Outra autora que trabalha com vídeo na pesquisa é Clarice Peixoto6 que comenta questões surgidas a partir da prática de videografar em campo. Seu trabalho entre idosos franceses e cariocas é mencionado como exemplo de questões mais gerais sobre a produção imagética por parte de etnógrafos. Bela Feldman-Bianco em Saudade cita Jean Rouch e a concepção do filme etnográfico como o meio mais fácil de estabelecer o diálogo entre o antropólogo e seus sujeitos. Uma antropologia compartilhada cujo momento crucial é a apresentação do filme aos sujeitos filmados, a "contradádiva audiovisual". Empregando a noção de etnografia visual, Bela parte de histórias orais para tematizar o significado da Saudade.
Dominique Tilkin Gallois, para além da apropriação instrumental das imagens, reflete sobre as possibilidades da comunicação intercultural e acerca da importância dos antropólogos terem sempre em mente o público a que se destinam os trabalhos antropológicos, sejam eles textos, vídeos ou filmes. Começa seu texto apontando a perspectiva do antropólogo ter acesso ao grande público, por um lado, e, por outro, a de sermos compreendidos pelas comunidades que estudamos. Responsável, com Vincent Carelli, pelo projeto Vídeo nas Aldeias, a autora defende a necessidade de "abrir um canal para as vozes dos outros". Afirma que o seu objetivo é criar um "texto intervozes" e "testar sua capacidade de comunicação com os índios". Estamos falando da possibilidade da Antropologia como mediadora entre culturas diferentes, a do pesquisador e a do pesquisado, e questionando esse lugar passivo na relação de produção do conhecimento antropológico.

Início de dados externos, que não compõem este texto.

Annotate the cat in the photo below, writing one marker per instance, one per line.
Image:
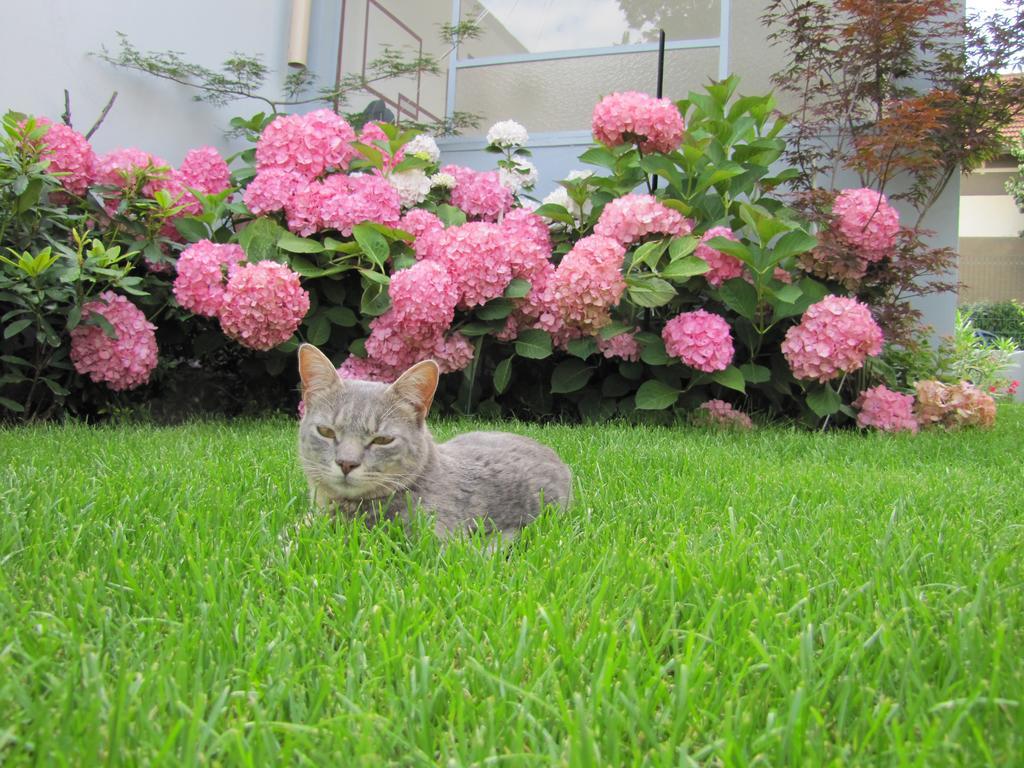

Diversas autoras nessa coletânea adotam a proposta de uma antropologia compartilhada – de modos bem diferentes: Feldman-Bianco, Peixoto, Niemeyer, Bittencourt, Gallois. Cada uma explicita essa perspectiva exemplificando com o caso estudado, com a sua experiência particular de pesquisa. Assumindo a autoria do texto/vídeo (Fonseca, Koury, Feldman-Bianco), comentando sua própria prática (Monte-Mór, Galano) e privilegiando a etnografia (Niemeyer), todos valorizam a prática da pesquisa empírica nas ciências sociais ao mobilizarem suas imagens.
As implicações dessas concepções para o campo de nossa disciplina são várias, a mais importante delas é o abandono de falsas dicotomias entre imagem e texto ou entre uma Antropologia Visual e uma Antropologia da Comunicação. A etnografia assume assim um papel importante na ampliação das fronteiras da comunicação humana em suas diversas formas. A produção do conhecimento está explicitada em seus procedimentos, problematizada em suas técnicas e há sobretudo uma consciência mais aguda da relação na qual um homem objetiva outro.
Notas
1 Ver ainda E. Samain (org.) O fotográfico. São Paulo, Hucitec, 1998.
2 Como para V. J. Caldarola "Imaging process as ethnographic inquiry", Visual Anthropology 1 (4), 1988:433-51.
3 Luís Donizete Benzi Grupioni (org.). Brasília, MEC, 1994.
4 As imagens reproduzidas no artigo vão do século XVI, com a xilogravura do francês Richard Breton, ao XIX, com as gravuras publicadas por Spix e Martius em seu Atlas zur Reise, além de bicos de pena de Hercules Florence e aquarelas de Maximilian zu Wied-Neuwied.
5 Maria Rosilene Alvin resenha "Ciranda, Cirandinha" no Cadernos de Antropologia e Imagem 3. Rio de Janeiro, 1996 :223-5.
6 Ver ainda C. Peixoto "Do diário de campo à câmera na mão ou de como virar antropólogo cineasta", Revista de Antropologia 39 (2), São Paulo, 1996:225-73.